2.1.2 Biografi Syekh Siti Jenar…………………………….. 4
2.1.3 Konsep Ajaran Siti Jenar…………………………….. 4
2.2 K.H Ahmad Rifa’i…………..………………..………………
2.2.1 Biografi K.H Ahmad Rifa’i…………………………. 6
2.2.2 Karya-karya K.H Ahmad Rifa’i……………………... 7
2.2.3 Tasawuf K. H Ahmad Rifa’I………………………… 8
BAB III PENUTUP
3.1 Kesimpulan……………………………………………………. 9
BAB
I
1.1 Latar Belakang masalah.
Ajaran Syekh Siti Jenar yang paling kontroversial terkait
dengan konsepnya tentang hidup dan mati, Tuhan dan kebebasan, serta tempat
berlakunya syariat tersebut. Syeh Siti Jenar memandang bahwa
kehidupan manusia di dunia ini disebut sebagai kematian. Sebaliknya, yaitu apa
yang disebut umum sebagai kematian justru disebut sebagai awal dari kehidupan
yang hakiki dan abadi.
Pandangan Syekh Siti Jenar yang
menganggap alam kehidupan manusia di dunia sebagai kematian yang singgah dalam
raganya[1],
sedangkan setelah menemui ajal disebut sebagai kehidupan sejati, yang mana ia
adalah manusia dansekaligus Tuhan, sangat menyimpang dari pendapat Wali Songo,
dalil dan hadits, sekaligus yang berpedoman pada hukum Islam yang bersendikan
sebagai dasar dan pedoman kerajaan Demak dalam memerintah yang didukung oleh
para Wali.
Dalam bidang
tasawuf, Ahmad Rifa’i lebih senang merumuskan tasawuf akhlaqi dari pada tasawuf
falsafi, karena tasawuf akhlaqi dianggap lebih sesuai dan lebih mudah untuk
diamalkan untuk kalangan masyarakat awam.[2]
Pada dasarnya
pada abad-abad ketiga dan keempat Hijriah, tasawuf adalah ilmu tentang moral
agama (Islam). Jelas, sebab aspek moral tasawuf pada masa itu berkaitan erat
dengan pembebasan jiwa, klasifikasinya, uraian kelemahannya, penyakitnya,
ataupun jalan keluarnya. Dan karenanya dapat dikatakan bahwa tasawuf pada masa
itu ditandai ciri-ciri psikologis, disamping ciri-ciri moral. Bahkan ditegaskan,
bahwa pembahasan moral di kalangan para sufi pada masa itu berdasarkan analisis
terhadap jiwa manusia, dalam upayanya untuk mengetahui moral yang tercela.

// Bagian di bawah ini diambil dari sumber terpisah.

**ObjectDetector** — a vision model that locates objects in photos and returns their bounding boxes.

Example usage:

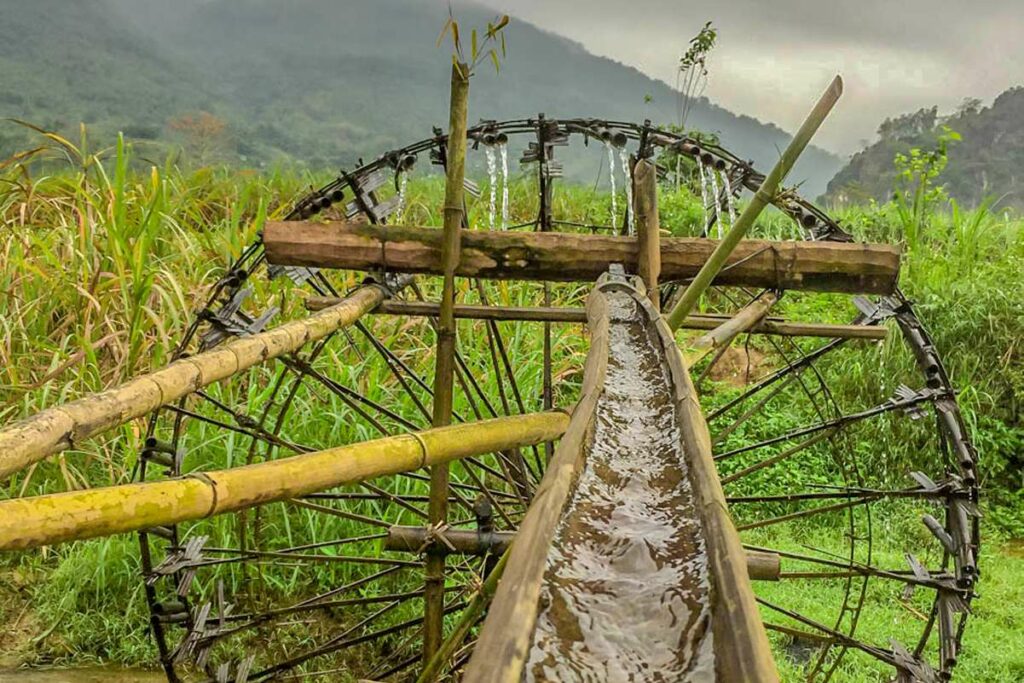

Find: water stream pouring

[618,147,636,234]
[498,140,509,230]
[483,144,498,230]
[696,155,708,233]
[708,166,725,240]
[604,142,618,227]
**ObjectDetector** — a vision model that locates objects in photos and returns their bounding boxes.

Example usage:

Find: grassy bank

[0,141,1024,681]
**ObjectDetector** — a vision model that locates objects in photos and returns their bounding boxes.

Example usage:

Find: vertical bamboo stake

[633,159,662,311]
[423,61,469,663]
[668,76,843,332]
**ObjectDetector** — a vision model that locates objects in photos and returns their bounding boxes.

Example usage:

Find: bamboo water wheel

[0,109,979,683]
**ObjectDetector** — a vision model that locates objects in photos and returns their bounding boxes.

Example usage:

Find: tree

[167,112,230,166]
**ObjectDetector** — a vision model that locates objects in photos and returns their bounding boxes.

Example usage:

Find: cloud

[478,0,1024,153]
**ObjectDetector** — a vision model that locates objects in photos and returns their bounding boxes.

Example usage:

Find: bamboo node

[416,522,456,555]
[182,472,218,518]
[409,432,430,469]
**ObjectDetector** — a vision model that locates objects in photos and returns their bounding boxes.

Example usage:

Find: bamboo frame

[0,285,395,480]
[0,411,569,550]
[263,221,900,294]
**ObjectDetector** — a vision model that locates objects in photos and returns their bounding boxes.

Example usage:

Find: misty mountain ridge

[0,0,842,196]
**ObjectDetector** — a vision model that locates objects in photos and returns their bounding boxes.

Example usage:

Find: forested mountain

[0,0,841,193]
[826,87,1024,208]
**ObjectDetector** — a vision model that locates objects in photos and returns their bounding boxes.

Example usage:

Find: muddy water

[524,292,714,682]
[0,667,167,683]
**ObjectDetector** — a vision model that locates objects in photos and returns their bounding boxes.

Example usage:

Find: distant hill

[0,0,842,194]
[826,87,1024,208]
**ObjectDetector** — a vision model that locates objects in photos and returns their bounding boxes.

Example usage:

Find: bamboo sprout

[0,411,569,550]
[668,76,843,331]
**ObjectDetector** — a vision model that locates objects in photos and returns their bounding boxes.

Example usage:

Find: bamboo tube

[0,286,395,480]
[263,221,900,294]
[687,292,778,365]
[668,76,843,330]
[0,412,569,550]
[416,550,509,683]
[633,159,662,310]
[423,61,469,663]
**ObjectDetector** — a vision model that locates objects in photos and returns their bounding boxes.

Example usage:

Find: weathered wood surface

[263,221,900,294]
[463,276,779,683]
[655,284,779,683]
[305,296,889,339]
[0,286,399,481]
[463,278,608,683]
[633,159,662,310]
[0,411,569,550]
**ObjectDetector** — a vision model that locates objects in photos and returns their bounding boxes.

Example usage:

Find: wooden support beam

[384,526,781,581]
[0,286,403,481]
[633,159,662,310]
[263,221,900,294]
[306,297,889,339]
[0,411,569,550]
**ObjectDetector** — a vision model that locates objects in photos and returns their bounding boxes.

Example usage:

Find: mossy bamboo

[0,411,569,550]
[423,61,469,661]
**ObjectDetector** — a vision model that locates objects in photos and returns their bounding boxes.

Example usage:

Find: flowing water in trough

[525,290,715,683]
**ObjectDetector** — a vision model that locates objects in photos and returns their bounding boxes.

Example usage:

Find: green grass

[0,139,1024,681]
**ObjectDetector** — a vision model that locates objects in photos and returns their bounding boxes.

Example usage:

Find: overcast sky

[478,0,1024,154]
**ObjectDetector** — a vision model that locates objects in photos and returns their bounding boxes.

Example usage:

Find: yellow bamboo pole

[0,278,395,481]
[0,411,569,550]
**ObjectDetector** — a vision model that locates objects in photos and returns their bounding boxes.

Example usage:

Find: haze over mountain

[0,0,842,196]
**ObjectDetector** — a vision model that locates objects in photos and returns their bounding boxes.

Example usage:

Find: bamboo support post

[0,285,401,481]
[423,61,469,663]
[416,550,509,683]
[384,526,515,555]
[263,221,900,294]
[633,159,662,310]
[668,76,843,330]
[0,411,569,550]
[687,292,778,365]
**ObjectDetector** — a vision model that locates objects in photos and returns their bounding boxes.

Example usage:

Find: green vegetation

[0,126,1024,683]
[826,87,1024,209]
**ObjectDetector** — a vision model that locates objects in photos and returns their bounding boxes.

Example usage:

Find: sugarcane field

[0,0,1024,683]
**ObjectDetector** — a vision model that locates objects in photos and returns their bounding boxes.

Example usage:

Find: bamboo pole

[416,550,509,683]
[687,292,778,365]
[668,76,843,331]
[423,61,469,663]
[0,286,399,480]
[633,159,662,310]
[384,526,781,581]
[0,411,569,550]
[263,221,900,294]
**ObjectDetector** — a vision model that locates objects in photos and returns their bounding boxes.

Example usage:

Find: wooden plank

[263,221,900,294]
[306,296,889,339]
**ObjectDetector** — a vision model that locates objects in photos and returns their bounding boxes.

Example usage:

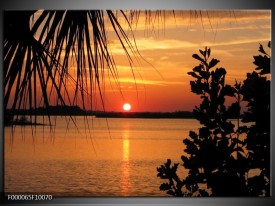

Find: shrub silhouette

[157,44,270,196]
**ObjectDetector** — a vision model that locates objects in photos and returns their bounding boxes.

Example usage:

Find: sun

[123,103,131,111]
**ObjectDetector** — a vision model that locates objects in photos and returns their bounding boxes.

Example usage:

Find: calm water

[5,117,200,196]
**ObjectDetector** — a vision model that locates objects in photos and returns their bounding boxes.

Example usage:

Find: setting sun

[123,103,131,111]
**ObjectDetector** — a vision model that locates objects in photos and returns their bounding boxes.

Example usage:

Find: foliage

[157,42,270,196]
[4,10,138,123]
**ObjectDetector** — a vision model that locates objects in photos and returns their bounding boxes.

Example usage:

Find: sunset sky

[9,10,271,112]
[93,11,271,112]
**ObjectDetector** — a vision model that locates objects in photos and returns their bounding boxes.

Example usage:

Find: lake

[4,116,211,197]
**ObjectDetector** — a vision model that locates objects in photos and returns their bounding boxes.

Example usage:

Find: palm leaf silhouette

[4,10,138,122]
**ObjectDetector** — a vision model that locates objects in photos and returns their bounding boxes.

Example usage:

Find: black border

[0,0,275,206]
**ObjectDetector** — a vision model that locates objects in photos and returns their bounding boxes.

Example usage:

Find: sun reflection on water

[121,130,130,196]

Penyempurnaan moral, menurut mereka, harus dengan jalan menggantikan moral yang
tercela dengan moral yang terpuji.
1.2 Rumusan Masalah.
1.2.1 Bagaimana Karya-karya Syekh Siti Jenar?
1.2.2 Bagaimana Ajaran Tasawuf Syekh Siti Jenar?
1.2.3 Bagaimana Karya-karya K.H Ahmad Rifai
Batang?
1.2.4 Bagaimana Ajaran Tasawuf K.H Ahmad Rifai
Batang?
1.3 Tujuan.
1.3.1 Mengetahui Karya-karya Syekh Siti Jenar?
1.3.2 Mengetahui Ajaran Tasawuf Syekh Siti Jenar?
1.3.3 Mengetahui Karya-karya K.H Ahmad Rifai
Batang?
1.3.4 Mengetahui Ajaran Tasawuf K.H Ahmad Rifai
Batang?
[1]
Hasanu Simon, Misteri Syekh Siti Jenar, (Penerbit Pustaka Pelajar,
Yogyakarta, 2007) Hlm. 390
[2] Tim Penyusun, Majalah Ukhuwah (edisi perdana),
Yogyakarta, 2003, h. 38-39
BAB
II
2.1 Syekh Siti
Jenar
2.1.1 Biografi Syekh
Siti Jenar
Sebenarnya jati diri dan asal-usul
Syekh Siti Jenar sampai sekarang masih belum jelas, belum ada sumber yang
dianggap sahih. Di dalam beberapa publikasi, Nama syekh siti jenar
kadang-kadang disebut Syekh Siti Brit atau Syekh Lemah Abang. Dalam bahasa Jawa
Jenar artinya Kuning, Sedangkan Brit berasal dari kata Abrit yang
artinya merah, sama dengan abang yang artinya merah. Tidak jelas mengapa tokoh
ini dikonotasikan menjadi warna merah dan disisi lain dikonotasikan dengan
warna kuning, yang jelas merah tidak sama dengan warna kuning dan didalam
filosofi terkesan perbedaanya cukup jauh.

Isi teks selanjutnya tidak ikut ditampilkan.